It is said that Querétaro is, by excellence, a historical city: here would emerge the idea of a free nation, first as a hidden conspiration personified by the heroine doña María Josefa Ortía de Domínguez, and later on with the impetus of the struggle for the Independence of México.
However the history cannot escape the leyend, and both are intertwined smoothly in time and space: the natives that were already influenced by the spanish, when feeling that they were going to lose the battle that would force the inhabitants of the Cañada to give in, invoked the divine assistance of Apostle Santiago, Patron of Spain. The sun darkened, and in the starry black sky became apparent the image of Santiago riding a spirited white horse, accompanied by a great luminous cross. This caused great fear to the natives and consequently accepted their surrender, so in July the 25th of 1531 the city of Santiago de Querétaro was founded by the native Conin, a name meaning “noise”, and who when adopting the christian faith, became baptized as Fernando de Tapia.

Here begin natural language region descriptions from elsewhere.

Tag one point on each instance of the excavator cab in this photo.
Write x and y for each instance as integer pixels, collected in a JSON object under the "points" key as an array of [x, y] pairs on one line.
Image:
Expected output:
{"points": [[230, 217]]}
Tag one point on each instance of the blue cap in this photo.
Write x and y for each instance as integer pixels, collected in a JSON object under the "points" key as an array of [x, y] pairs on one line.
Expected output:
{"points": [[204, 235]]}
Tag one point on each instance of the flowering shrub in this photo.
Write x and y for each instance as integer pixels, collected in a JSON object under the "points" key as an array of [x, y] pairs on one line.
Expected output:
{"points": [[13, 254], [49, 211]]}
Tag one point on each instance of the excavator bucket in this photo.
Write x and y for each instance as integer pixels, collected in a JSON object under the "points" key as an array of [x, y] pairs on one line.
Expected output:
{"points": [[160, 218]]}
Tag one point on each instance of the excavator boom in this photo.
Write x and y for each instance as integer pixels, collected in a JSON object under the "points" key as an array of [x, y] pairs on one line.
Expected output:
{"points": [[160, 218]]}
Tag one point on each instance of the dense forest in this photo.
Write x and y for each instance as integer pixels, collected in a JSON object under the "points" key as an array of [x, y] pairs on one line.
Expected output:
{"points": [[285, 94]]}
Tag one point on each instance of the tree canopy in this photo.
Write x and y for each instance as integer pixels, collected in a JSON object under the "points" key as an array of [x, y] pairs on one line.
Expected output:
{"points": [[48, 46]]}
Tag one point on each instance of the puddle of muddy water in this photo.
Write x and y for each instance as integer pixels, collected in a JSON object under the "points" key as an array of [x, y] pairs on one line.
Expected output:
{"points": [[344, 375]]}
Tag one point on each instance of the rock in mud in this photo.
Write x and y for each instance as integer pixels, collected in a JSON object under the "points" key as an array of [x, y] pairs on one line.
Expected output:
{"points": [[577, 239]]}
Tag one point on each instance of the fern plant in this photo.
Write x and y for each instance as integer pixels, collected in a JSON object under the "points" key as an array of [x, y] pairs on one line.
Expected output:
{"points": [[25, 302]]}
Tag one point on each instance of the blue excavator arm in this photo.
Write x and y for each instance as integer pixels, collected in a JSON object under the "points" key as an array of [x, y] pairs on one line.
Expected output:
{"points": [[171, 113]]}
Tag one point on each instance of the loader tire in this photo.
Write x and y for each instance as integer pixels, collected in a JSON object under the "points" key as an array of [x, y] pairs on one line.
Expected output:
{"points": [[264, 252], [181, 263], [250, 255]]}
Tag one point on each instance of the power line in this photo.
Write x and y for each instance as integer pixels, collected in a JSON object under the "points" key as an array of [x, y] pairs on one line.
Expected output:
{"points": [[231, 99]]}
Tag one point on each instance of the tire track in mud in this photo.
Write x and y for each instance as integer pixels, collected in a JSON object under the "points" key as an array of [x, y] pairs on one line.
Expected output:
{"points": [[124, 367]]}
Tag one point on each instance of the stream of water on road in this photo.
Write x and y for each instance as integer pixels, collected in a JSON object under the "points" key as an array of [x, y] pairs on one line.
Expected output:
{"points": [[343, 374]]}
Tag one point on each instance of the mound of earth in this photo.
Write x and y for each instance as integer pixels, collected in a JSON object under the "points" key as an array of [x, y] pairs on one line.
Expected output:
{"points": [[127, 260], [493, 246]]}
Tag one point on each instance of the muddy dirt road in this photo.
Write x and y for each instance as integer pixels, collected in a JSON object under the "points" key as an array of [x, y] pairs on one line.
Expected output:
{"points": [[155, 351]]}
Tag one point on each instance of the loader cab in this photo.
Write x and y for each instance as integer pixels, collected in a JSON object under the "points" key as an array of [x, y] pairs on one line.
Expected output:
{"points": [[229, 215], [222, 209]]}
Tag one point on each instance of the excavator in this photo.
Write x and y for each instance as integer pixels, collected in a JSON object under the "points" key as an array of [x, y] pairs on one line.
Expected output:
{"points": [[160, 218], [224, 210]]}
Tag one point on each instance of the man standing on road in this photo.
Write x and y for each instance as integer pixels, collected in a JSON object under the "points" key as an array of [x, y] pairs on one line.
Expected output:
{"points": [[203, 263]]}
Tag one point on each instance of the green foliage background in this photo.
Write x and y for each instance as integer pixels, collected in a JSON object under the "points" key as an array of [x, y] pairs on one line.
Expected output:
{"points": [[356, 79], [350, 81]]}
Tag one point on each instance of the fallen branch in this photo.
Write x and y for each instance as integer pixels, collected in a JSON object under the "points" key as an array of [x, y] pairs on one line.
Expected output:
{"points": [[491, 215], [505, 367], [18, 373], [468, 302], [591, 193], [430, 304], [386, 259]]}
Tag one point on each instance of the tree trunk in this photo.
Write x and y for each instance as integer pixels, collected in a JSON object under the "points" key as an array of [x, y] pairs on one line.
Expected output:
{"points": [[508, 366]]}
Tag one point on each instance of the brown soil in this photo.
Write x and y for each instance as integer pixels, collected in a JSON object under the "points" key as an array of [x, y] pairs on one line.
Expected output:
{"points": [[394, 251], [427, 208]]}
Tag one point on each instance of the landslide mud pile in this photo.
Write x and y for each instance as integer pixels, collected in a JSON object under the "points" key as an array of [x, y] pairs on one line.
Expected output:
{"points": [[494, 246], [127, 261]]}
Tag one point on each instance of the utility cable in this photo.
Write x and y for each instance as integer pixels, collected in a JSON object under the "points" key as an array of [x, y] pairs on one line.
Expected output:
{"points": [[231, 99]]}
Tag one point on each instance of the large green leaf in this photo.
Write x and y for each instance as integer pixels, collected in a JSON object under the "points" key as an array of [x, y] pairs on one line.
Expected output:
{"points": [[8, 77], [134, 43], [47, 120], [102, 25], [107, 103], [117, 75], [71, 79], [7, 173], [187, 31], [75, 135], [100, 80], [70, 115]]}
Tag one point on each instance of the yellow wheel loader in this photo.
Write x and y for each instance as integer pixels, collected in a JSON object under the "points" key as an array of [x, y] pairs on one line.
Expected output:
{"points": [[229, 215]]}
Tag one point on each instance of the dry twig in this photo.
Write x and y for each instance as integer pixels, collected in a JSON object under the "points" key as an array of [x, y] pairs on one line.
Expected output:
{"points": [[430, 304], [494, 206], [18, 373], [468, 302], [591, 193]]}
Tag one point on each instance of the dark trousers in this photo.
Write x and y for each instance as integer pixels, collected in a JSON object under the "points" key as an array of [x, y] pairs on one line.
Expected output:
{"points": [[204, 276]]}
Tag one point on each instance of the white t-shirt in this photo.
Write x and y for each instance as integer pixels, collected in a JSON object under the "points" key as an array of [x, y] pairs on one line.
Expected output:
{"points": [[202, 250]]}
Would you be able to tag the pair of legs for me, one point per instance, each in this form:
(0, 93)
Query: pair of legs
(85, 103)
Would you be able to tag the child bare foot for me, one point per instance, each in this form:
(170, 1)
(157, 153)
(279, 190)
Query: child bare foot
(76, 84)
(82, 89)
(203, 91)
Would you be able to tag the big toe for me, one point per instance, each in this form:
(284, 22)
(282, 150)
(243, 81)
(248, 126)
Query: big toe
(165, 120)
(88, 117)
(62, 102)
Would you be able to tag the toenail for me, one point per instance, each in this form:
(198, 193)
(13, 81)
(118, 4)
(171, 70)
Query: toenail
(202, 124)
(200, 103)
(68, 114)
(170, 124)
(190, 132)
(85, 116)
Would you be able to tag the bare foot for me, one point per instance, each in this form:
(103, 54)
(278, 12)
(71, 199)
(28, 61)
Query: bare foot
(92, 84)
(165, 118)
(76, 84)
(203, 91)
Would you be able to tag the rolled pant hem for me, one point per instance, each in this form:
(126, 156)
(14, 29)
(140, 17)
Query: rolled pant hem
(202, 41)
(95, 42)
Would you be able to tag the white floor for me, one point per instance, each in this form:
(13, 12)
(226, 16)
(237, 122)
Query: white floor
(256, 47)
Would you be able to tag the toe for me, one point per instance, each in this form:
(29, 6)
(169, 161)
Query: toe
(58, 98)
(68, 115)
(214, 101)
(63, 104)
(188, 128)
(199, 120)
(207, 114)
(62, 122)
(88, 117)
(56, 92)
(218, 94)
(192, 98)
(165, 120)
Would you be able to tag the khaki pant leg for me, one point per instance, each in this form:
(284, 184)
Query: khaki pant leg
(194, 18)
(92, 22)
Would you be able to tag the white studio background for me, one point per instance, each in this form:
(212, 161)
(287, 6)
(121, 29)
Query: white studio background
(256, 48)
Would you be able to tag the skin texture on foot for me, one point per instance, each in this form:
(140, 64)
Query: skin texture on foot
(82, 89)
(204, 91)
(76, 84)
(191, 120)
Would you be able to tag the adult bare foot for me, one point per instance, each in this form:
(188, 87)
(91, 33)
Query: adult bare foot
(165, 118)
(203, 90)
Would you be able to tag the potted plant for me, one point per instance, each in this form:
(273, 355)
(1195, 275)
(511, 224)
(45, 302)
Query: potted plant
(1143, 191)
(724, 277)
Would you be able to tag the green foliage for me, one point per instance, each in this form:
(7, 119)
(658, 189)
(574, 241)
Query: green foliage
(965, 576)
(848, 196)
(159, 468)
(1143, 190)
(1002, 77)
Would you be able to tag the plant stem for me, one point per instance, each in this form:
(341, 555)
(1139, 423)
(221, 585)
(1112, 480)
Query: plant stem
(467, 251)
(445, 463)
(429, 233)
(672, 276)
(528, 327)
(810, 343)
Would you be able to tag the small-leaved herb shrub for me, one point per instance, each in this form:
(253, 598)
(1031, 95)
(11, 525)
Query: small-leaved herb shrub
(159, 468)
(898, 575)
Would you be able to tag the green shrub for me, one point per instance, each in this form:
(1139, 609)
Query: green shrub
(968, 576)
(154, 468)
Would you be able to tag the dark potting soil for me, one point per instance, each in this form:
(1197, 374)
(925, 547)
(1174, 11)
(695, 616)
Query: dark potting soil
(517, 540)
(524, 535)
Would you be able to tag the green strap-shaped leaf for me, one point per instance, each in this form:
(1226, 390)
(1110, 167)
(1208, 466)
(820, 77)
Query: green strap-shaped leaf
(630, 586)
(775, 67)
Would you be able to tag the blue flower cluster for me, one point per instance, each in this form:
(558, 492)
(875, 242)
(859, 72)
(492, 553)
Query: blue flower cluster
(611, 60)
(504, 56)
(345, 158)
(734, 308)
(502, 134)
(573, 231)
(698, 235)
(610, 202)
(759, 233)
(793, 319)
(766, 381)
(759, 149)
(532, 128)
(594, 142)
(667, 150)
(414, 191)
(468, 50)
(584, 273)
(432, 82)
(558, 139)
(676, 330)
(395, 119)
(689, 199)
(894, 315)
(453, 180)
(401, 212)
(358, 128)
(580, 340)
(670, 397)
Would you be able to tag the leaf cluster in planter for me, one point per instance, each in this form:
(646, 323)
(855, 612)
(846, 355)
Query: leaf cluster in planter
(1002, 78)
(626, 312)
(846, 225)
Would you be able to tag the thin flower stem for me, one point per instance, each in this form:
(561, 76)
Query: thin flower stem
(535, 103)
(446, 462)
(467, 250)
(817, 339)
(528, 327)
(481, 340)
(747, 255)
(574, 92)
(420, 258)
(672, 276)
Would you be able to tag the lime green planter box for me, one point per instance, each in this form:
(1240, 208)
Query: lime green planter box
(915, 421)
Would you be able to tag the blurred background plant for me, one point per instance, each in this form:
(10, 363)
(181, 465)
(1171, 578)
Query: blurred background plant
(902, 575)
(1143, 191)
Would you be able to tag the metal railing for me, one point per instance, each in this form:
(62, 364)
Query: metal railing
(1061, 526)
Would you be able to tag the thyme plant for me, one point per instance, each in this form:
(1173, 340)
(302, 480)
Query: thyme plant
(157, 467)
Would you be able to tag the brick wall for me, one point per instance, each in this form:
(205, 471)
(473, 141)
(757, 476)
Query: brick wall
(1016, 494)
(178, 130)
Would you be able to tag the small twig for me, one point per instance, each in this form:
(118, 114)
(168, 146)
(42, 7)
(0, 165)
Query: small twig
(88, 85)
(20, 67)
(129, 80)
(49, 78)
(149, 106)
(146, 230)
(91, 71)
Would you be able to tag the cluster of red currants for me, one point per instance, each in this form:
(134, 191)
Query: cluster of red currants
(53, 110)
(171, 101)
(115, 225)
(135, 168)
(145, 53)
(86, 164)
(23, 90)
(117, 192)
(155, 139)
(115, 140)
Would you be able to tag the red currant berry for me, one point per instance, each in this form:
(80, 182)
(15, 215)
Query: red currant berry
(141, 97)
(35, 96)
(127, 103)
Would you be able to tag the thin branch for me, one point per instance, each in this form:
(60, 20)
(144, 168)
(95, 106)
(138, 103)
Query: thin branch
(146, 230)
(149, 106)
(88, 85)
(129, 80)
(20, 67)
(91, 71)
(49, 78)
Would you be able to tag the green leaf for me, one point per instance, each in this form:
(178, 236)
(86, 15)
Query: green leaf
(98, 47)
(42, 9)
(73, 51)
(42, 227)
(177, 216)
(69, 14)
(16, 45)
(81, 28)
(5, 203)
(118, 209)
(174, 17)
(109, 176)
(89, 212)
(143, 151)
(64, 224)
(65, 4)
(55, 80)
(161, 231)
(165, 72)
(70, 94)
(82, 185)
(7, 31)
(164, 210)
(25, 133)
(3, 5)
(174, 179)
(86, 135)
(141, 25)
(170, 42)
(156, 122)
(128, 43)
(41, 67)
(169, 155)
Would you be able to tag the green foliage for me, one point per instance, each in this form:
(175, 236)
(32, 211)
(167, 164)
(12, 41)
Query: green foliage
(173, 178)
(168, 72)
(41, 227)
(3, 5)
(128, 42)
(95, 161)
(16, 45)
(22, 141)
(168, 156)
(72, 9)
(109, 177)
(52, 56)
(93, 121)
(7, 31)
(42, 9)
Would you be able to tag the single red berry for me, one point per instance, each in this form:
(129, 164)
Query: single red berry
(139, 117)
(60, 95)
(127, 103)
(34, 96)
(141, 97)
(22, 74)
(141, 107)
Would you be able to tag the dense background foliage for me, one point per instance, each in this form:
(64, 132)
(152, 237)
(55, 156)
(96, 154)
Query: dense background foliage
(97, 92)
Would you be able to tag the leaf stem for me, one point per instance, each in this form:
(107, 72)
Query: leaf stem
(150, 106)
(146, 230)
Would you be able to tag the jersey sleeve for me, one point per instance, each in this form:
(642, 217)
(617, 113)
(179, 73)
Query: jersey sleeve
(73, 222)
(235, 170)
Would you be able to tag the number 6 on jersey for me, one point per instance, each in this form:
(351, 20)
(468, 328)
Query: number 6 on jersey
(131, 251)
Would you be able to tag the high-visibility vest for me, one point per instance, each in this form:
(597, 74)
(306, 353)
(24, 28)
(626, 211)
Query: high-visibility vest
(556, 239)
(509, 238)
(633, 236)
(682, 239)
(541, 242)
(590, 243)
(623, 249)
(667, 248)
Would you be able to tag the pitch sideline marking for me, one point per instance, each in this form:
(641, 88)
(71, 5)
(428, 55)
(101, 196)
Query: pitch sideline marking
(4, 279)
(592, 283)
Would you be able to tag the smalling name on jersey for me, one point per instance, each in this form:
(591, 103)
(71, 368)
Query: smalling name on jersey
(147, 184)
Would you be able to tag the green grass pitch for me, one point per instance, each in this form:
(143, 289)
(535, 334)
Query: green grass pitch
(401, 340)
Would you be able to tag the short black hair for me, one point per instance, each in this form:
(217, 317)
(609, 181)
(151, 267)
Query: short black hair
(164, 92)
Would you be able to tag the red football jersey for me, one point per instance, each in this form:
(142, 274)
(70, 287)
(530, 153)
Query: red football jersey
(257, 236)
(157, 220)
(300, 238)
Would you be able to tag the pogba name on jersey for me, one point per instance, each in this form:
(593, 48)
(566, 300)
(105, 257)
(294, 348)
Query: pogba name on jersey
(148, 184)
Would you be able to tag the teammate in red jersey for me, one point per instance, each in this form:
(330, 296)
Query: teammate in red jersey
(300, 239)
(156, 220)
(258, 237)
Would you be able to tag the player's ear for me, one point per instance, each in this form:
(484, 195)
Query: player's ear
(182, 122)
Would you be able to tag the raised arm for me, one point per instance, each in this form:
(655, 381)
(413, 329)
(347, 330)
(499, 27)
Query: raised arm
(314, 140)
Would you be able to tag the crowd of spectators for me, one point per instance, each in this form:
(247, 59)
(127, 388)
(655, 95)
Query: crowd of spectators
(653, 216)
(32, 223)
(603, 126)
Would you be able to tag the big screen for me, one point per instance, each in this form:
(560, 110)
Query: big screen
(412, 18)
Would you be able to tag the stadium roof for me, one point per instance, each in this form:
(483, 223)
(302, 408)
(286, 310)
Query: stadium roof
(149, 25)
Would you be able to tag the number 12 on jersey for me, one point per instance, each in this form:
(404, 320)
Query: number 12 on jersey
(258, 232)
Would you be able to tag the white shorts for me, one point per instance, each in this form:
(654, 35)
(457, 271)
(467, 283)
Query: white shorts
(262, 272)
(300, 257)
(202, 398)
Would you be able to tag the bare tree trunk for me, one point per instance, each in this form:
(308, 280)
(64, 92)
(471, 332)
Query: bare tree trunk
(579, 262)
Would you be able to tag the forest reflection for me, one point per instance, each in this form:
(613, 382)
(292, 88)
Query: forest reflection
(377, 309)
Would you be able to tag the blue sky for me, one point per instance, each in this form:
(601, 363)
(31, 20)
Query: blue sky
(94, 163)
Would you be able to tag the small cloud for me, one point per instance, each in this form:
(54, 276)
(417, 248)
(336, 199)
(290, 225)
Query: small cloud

But how was this place in the old days? As a chichimeca town, it was founded in 1446 in what was formerly called “Anda Maxel” in otomí, a name meaning “The greatest ball game”, as well as “Queréndaro” in the purepecha tongue, meaning “Place of Rocks”. Nowadays in the Sangremal hill, place where the spanish and chichimecas confronted each other, is erected the Convent of the Santa Cruz, a place where found in the gardens is a tree that grows cross shaped thorns. In that same place would be created the the First School of Fide Propaganda of America, but would serve also as headquarters and even as prison for the Emperor Maximiliano de Habsburgo, who was executed in the Cerro de las Campanas in 1867 together with Miguel Miramón, courageous Niño Heroe, defender of the Castle of Chapultepec during the Northamerican invasion. Found here, in the Cerro de las Campanas, is a small chapel built in memory of the Archeduque by the Austrian government, marking the exact place where the execution took place, as well as an esplanade with a statue of don Benito Juárez and a beautiful recreational park where located is the Museo de Sitio and an audiovisual room.
In Querétaro there are plenty of festivities and celebrations during the entire year. For example, during the month of July artistic, cultural and sport events take place because of the anniversary of the foundation of the city, and on the 25th a procession takes place with allegoric cars, music bands, people walking in stilts and short farce groups along the main downtown streets, followed by a spectacular show of fireworks. In the atrium of the Convent de la Santa Cruz, in the month of September, the coachmen perform during two consecutive days, traditional dances in honor to the Santa Cruz de los Milagros. In December the Querétaro Expo Fair with a grand show from livestock to industrial, handicraft and tourism, a multitudinous event that also pleases the visitors with the traditional charreadas, palenques, jaripeos and gastronomical samples.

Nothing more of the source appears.